Recoba gol Empoli: “El Chino” incanta il “Castellani”
Tra le gesta da ricordare della storia del calcio, una menzione ce l’ha proprio Alvaro Recoba. Era il 25 gennaio 1998 e al “Castellani” di Empoli decise di fare una cosa fuori dal comune. In molti se la ricorderanno. Quello è stato uno dei gol più belli che l’attaccante uruguaiano, in nerazzurro dieci stagioni, con l’intermezzo di Venezia dove in sei mesi riuscì a salvare la squadra lagunare. Recoba Alvaro da Montevideo all’Inter ne ha segnati ben 72: punizioni, gol da fuori area, gol dalla bandierina. Tutti di sinistro, il suo piede. Si presentò a San Siro il 31 agosto 1997 con una doppietta che diede i tre punti all’Inter contro il Brescia quando tutti erano lì per vedere il debutto di Ronaldo. Che poi a dire il vero anche le due reti contro il Brescia andrebbero menzionati perché sono stati due capolavori balistici. Riuscì anche a segnare dal corner con l’Inter, nel suo ultimo gol in nerazzurro il 29 aprile 2007, un mese prima della sua partita d’addio con la maglia della Beneamata: sempre contro l’Empoli, ma a San Siro, segnò un gol olimpico. Poi fece un anno al Torino, visse due stagioni in Grecia e tornò nel suo Uruguay. Danubio e Nacional.
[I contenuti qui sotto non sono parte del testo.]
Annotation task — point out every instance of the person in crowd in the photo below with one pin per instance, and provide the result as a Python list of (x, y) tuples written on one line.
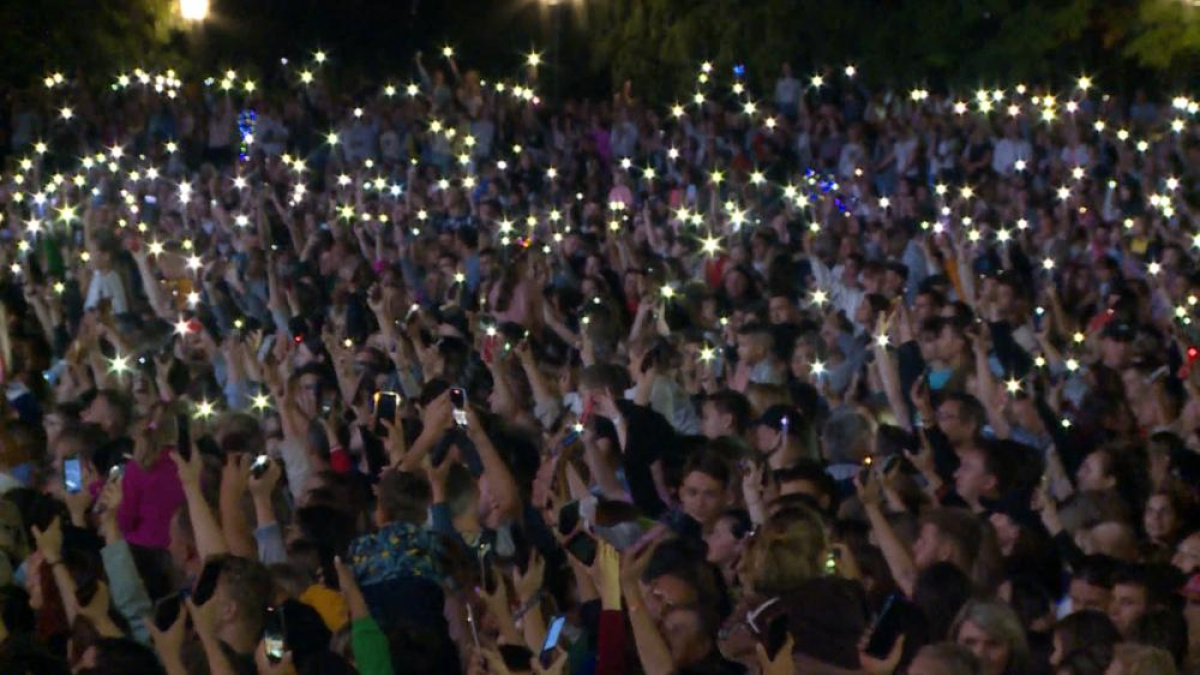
[(330, 380)]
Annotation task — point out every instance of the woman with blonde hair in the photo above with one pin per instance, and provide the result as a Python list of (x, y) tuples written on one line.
[(150, 483), (787, 550), (1129, 658), (994, 632)]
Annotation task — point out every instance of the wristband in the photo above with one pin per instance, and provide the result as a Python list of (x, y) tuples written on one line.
[(340, 460)]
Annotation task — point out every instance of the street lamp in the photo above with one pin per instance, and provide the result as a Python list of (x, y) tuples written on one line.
[(193, 10)]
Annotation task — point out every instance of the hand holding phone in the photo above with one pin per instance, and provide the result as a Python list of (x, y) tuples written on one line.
[(72, 475), (888, 627), (459, 400), (275, 641), (550, 645), (184, 436)]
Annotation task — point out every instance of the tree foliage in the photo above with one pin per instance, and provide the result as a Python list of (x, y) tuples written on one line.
[(907, 41), (45, 35)]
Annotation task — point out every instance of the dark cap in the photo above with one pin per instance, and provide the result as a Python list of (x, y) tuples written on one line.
[(775, 416), (1120, 332), (827, 617)]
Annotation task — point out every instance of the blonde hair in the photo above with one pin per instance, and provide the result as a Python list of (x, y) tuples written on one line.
[(1144, 659), (787, 551), (999, 621), (762, 396), (159, 430)]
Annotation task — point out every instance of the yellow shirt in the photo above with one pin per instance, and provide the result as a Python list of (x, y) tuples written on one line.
[(329, 604)]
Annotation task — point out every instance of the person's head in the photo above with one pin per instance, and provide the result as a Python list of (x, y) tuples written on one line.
[(948, 535), (1096, 471), (1129, 598), (243, 595), (1187, 554), (1163, 628), (781, 309), (847, 436), (402, 496), (1091, 584), (778, 426), (119, 656), (979, 473), (755, 344), (705, 491), (1091, 659), (1080, 629), (1129, 658), (111, 411), (945, 658), (1162, 517), (690, 634), (727, 537), (991, 629), (725, 413), (808, 477), (787, 550), (181, 547), (601, 378), (929, 304), (961, 417), (940, 592)]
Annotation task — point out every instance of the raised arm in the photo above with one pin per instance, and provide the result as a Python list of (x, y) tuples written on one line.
[(209, 538)]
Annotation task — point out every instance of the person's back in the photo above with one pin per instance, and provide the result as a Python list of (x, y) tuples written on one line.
[(150, 496)]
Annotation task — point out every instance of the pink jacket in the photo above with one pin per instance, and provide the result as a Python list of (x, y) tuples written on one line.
[(150, 499)]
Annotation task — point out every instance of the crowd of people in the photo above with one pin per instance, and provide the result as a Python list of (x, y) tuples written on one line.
[(448, 377)]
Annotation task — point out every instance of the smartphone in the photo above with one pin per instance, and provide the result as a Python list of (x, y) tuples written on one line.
[(265, 348), (166, 610), (385, 404), (474, 627), (888, 627), (207, 584), (459, 400), (275, 641), (570, 438), (551, 644), (72, 475), (583, 548), (117, 471), (864, 473), (184, 436), (568, 518), (777, 635), (588, 408), (262, 463)]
Recoba gol, che gol! Se si parla di lui non si può non citare e narrare quel gesto di Empoli. Avete presente il “genio” del film di Monicelli, Amici miei? Il Perozzi nel parlare di questo disse che era «fantasia, intuizione, decisione e velocità». Ecco, a Empoli si compì il genio: palla a ridosso della linea di centrocampo sul piede del 20 uruguaiano che, senza nemmeno pensarci, fece partire un missile verso la rete. Una magia. L’Inter agguanta il pari, dopo lo svantaggio del primo tempo.
Recoba è stato il miglior esempio di giocatore che «poteva, ma non ha voluto». Come detto, non gli piaceva allenarsi. Perché forte era forte, è che correre e sudare non era pane per i suoi denti. O meglio, per i suoi piedi. O meglio ancora, per il suo piede. Quello sinistro.